Transfer Region of pO113 from Enterohemorrhagic Escherichia coli: Similarity with R64 and Identification of a Novel Plasmid-Encoded Autotransporter, EpeA

Denisse L. Leyton, Joan Sloan, Rebecca E. Hill, Steven Doughty, and Elizabeth L. Hartland*

Bacterial Pathogenesis Research Group, Department of Microbiology, School of Biomedical Sciences, Monash University, Clayton 3800, Victoria, Australia

Received 3 April 2003/ Returned for modification 20 May 2003/ Accepted 15 July 2003

Enterohemorrhagic Escherichia coli (EHEC) is a prominent, food-borne cause of diarrhea, bloody diarrhea, and the hemolytic uremic syndrome in industrialized countries. Most strains of EHEC carry the locus for enterocyte effacement (LEE) pathogenicity island, but a proportion of isolates from patients with severe disease do not carry LEE and very little is known about virulence factors in these organisms. LEE-negative strains of EHEC typically express Shiga toxin 2 and carry a large plasmid that encodes the production of EHEC hemolysin. In this study, we determined the nucleotide sequence of the transfer region of pO113, the large hemolysin plasmid from LEE-negative EHEC O113:H21 (EH41). This 63.9-kb region showed a high degree of similarity with the transfer region of R64, and pO113 was capable of self-transmission at low frequencies. Unlike R64 and the related dot/icm system of Legionella pneumophila, however, pO113 was unable to mobilize RSF1010. In addition, the pO113 transfer region encoded a novel high-molecular-weight serine protease autotransporter of Enterobacteriaceae (SPATE) protein, termed EpeA. Like other SPATEs, EpeA exhibited protease activity and mucinase activity, but expression was not associated with a cytopathic effect on epithelial cells. Analysis of a second high-molecular-weight secreted protein revealed that pO113 also encodes EspP, a cytopathic SPATE identified previously in EHEC O157:H7. The nucleotide sequences encoding the predicted ß-domains of espP and epeA were identical and also shared significant homology with a third SPATE protein, EspI. Both espP and epeA were detected in several LEE-negative clinical isolates of EHEC and thus may contribute to the pathogenesis of this subset of EHEC.

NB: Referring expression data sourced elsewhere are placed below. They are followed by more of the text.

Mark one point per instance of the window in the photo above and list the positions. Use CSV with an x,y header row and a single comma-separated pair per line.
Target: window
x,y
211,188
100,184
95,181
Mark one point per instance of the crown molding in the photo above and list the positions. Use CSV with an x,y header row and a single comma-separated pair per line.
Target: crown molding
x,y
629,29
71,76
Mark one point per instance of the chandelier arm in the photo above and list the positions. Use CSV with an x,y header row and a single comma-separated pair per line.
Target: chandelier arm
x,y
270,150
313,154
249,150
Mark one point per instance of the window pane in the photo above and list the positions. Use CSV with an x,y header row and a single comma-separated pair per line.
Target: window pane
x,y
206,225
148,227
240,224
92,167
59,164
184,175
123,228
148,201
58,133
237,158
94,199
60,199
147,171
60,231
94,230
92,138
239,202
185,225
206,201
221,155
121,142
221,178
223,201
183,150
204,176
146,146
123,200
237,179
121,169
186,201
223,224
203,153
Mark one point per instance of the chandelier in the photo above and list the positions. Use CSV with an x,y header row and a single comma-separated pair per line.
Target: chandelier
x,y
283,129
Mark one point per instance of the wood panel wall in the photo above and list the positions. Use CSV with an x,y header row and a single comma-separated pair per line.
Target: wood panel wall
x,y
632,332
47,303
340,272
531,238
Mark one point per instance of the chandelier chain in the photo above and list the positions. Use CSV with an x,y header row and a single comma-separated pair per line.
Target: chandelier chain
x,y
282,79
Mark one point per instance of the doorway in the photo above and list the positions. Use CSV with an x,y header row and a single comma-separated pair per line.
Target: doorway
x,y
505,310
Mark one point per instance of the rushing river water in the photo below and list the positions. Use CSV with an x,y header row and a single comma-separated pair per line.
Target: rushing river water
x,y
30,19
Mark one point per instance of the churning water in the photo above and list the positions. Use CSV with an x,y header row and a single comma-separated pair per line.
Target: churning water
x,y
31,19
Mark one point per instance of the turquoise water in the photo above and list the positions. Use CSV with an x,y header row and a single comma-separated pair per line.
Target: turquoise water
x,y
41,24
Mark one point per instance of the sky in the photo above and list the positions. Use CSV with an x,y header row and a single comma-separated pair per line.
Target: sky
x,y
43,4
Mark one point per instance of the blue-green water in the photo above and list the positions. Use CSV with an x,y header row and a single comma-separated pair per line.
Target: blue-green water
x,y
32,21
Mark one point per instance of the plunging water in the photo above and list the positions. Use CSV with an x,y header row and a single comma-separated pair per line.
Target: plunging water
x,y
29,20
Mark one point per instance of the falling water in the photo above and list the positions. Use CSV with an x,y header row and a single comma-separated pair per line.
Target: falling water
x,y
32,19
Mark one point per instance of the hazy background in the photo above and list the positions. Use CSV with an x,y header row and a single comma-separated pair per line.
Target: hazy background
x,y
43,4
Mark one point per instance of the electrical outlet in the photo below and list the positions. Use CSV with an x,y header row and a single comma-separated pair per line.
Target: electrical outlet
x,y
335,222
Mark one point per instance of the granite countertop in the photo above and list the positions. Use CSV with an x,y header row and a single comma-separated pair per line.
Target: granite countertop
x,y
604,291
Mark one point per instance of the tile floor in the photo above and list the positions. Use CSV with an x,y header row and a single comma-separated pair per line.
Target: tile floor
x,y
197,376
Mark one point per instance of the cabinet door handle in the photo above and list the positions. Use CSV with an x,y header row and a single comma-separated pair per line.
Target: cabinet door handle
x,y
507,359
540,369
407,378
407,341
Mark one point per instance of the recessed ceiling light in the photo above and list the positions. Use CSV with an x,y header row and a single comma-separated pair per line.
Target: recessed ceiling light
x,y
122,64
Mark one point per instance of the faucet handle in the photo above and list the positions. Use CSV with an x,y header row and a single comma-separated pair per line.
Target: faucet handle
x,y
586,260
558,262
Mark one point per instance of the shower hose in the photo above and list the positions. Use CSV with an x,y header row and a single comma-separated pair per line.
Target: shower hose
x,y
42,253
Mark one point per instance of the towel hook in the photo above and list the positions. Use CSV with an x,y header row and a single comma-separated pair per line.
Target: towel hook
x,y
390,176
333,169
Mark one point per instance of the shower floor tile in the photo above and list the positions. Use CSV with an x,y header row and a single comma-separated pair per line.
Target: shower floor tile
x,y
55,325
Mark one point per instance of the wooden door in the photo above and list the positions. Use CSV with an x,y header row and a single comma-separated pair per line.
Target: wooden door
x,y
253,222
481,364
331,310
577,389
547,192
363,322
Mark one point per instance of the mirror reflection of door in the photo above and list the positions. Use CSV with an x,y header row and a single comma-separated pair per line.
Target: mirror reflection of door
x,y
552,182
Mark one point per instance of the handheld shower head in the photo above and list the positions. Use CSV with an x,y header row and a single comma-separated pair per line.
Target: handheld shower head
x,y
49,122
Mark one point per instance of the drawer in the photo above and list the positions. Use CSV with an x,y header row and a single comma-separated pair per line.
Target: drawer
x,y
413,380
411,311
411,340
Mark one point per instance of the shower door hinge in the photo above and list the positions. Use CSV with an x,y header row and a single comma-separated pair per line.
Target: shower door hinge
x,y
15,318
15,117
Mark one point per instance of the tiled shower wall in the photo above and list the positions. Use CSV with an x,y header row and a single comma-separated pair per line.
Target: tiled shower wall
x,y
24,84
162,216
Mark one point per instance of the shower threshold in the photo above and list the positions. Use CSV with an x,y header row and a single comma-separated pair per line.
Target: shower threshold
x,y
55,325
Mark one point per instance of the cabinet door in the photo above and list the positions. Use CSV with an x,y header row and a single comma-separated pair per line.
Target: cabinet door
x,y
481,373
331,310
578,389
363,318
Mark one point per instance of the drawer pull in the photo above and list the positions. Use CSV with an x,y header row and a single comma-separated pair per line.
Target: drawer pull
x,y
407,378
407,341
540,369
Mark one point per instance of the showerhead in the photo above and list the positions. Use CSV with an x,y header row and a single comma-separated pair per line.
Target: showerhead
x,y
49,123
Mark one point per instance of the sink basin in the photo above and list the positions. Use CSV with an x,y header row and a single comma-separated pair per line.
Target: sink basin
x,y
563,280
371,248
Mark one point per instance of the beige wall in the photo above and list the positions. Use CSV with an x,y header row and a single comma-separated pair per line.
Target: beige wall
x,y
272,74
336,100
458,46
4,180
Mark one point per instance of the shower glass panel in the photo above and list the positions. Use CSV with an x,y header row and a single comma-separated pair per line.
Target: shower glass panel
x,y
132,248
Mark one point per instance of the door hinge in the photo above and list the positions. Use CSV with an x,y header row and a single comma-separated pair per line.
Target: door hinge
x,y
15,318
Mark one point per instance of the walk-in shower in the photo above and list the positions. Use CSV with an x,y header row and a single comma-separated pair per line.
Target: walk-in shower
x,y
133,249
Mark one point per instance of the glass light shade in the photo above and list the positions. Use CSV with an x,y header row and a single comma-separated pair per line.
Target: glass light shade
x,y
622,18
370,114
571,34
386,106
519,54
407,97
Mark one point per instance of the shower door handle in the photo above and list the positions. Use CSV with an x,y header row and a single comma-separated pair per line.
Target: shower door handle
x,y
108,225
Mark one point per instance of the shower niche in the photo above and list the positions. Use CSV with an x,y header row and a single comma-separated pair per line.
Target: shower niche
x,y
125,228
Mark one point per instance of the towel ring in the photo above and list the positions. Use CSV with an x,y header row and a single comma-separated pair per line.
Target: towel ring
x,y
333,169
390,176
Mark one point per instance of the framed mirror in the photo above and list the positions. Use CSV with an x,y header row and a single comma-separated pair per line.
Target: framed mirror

* Corresponding author. Mailing address: Department of Microbiology, Monash University, Clayton 3800, Victoria, Australia. Phone: (61) 3 9905 4323. Fax: (61) 3 9905 4811. E-mail: Liz.Hartland{at}med.monash.edu.au.

Editor: A. D. O'Brien


Infection and Immunity, November 2003, p. 6307-6319, Vol. 71, No. 11
0019-9567/03/$08.00+0     DOI: 10.1128/IAI.71.11.6307-6319.2003
Copyright © 2003, American Society for Microbiology. All Rights Reserved.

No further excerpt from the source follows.